During his retirement (1930) F W Boreham conducted a short-term ministry at Sydney’s Pitt Street Congregational Church. Howard Crago (Boreham’s biographer) says:
It was from the Pitt Street pulpit that the Doctor's voice was first carried out on the wings of radio. This new medium he revelled in exploiting to the full. In the course of each broadcast he would send "loving greetings to all listening at Kew"-where the family would always be gathered around the radio when their father was on the air. Most touching of all the letters of appreciation which flowed in from listeners was the one from Mosgiel, where members of his old congregation met after their own service-New Zealand time being two hours ahead of Sydney's-to listen to his.
Radio Series
In the year 1934 F W Boreham began a series of fortnightly biographical sketches in the Christian World, under the general title of My Study Chair: A Glance Round My Shelves. This series, alternating with the fortnightly essays, was to continue for the next ten years. Most of them had already appeared as leaders in the Mercury. But each of these literary portraits was carefully re-touched before its second exhibition in other columns. Later, scores of the same articles were to appear, again slightly refashioned, as a fortnightly series in the Melbourne Age Literary Supplement. A selection of them was made this year when the Australian Broadcasting Commission invited their author to broadcast from their Victorian studios a series of literary talks, and he chose Literary Ladies.
Shut the Door!
At the age of eighty F.W.B. acceded to the Australian Broadcasting Commission's request to record six short talks for transmission in its nightly Meditation session: the first of numerous series over the next few years. This whole series, which he entitled My Easy Chair, were recorded in the A.B.C. studios at one sitting.
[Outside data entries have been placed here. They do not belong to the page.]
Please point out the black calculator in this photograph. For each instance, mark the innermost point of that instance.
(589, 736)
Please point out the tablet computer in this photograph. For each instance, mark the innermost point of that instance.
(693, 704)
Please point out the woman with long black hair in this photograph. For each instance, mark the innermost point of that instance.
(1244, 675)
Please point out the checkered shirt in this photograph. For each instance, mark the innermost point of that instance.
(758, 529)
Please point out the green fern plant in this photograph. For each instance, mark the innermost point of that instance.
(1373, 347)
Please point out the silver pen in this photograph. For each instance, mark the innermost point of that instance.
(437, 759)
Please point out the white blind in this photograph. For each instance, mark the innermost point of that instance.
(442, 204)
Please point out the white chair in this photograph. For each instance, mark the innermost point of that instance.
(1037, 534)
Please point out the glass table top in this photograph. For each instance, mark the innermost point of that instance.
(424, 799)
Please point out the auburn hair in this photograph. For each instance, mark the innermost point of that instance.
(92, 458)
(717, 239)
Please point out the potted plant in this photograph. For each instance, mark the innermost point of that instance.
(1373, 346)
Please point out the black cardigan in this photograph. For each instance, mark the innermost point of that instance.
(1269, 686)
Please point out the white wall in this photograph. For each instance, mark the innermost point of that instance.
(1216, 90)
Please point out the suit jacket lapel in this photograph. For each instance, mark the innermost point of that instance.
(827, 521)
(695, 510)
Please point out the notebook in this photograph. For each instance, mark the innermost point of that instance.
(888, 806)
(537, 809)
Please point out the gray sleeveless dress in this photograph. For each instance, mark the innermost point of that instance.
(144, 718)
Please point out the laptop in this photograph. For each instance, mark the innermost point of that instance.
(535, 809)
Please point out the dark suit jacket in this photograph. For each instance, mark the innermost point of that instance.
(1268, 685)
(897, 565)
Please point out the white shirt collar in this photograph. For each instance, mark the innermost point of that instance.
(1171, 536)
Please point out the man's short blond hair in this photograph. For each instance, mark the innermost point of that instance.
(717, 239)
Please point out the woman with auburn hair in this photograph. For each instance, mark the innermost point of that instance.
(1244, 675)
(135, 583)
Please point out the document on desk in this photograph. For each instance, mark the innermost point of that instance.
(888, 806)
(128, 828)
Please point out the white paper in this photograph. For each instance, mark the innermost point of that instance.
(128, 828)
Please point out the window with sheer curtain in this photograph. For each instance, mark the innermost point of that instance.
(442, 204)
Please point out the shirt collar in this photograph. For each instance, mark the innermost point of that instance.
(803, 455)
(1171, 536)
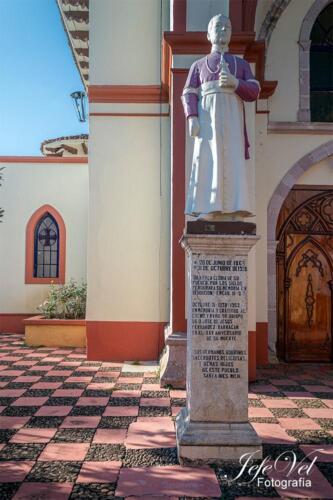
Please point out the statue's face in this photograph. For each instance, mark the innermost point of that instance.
(220, 31)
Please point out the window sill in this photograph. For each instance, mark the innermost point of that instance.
(324, 128)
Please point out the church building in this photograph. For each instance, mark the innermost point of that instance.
(115, 203)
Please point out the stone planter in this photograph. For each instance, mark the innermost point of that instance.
(55, 332)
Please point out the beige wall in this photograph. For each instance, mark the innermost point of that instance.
(26, 188)
(125, 40)
(128, 256)
(282, 61)
(275, 155)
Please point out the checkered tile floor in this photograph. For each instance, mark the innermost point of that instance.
(70, 428)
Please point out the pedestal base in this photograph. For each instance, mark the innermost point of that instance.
(173, 361)
(201, 443)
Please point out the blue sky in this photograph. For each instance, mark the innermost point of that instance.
(38, 74)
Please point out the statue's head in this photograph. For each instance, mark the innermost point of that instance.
(219, 30)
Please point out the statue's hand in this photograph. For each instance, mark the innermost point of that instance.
(228, 80)
(193, 126)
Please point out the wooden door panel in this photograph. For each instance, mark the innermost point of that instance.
(308, 303)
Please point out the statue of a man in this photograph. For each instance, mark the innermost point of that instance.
(213, 99)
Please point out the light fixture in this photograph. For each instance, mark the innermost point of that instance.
(79, 101)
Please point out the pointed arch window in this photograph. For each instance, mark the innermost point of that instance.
(45, 247)
(321, 67)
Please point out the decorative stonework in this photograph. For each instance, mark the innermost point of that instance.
(322, 152)
(304, 59)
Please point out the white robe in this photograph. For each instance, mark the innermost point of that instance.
(218, 181)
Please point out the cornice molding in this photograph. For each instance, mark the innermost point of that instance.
(150, 94)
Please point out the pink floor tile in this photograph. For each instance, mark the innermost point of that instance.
(26, 378)
(52, 359)
(33, 435)
(284, 381)
(99, 472)
(121, 411)
(11, 393)
(279, 403)
(69, 363)
(35, 401)
(168, 480)
(109, 436)
(80, 422)
(43, 368)
(11, 358)
(153, 387)
(14, 472)
(324, 455)
(67, 393)
(64, 451)
(92, 401)
(130, 380)
(53, 411)
(25, 363)
(175, 410)
(319, 412)
(87, 369)
(40, 491)
(13, 422)
(263, 388)
(157, 433)
(320, 487)
(259, 413)
(47, 385)
(58, 373)
(298, 394)
(328, 402)
(100, 386)
(155, 402)
(301, 424)
(272, 433)
(251, 395)
(79, 380)
(126, 394)
(177, 393)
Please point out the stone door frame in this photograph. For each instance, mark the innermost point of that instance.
(290, 178)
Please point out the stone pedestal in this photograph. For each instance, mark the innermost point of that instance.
(214, 426)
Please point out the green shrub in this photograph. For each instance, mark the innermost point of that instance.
(65, 301)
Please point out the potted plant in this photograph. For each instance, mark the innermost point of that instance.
(62, 319)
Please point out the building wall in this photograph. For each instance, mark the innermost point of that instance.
(27, 187)
(128, 248)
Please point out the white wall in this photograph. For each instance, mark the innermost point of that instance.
(275, 156)
(26, 188)
(199, 13)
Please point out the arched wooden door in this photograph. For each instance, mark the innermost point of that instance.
(305, 276)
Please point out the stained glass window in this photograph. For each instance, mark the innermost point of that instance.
(321, 67)
(46, 248)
F.W.B. afterwards chuckled many a time over an incident which occurred on this occasion. The studio control-room technician had signalled that all was ready when, "Shut that door!" shouted the speaker's voice from the monitor. Almost before the next sentence could be uttered, the operator burst into the studio. He was sorry, he said, but Dr. Boreham's command to someone to shut the door had been inadvertently recorded, so he must begin again. The broadcaster then had to explain to the embarrassed operator that the realistically declaimed "Shut that door!" was the opening sentence of his talk on Shutting the Door!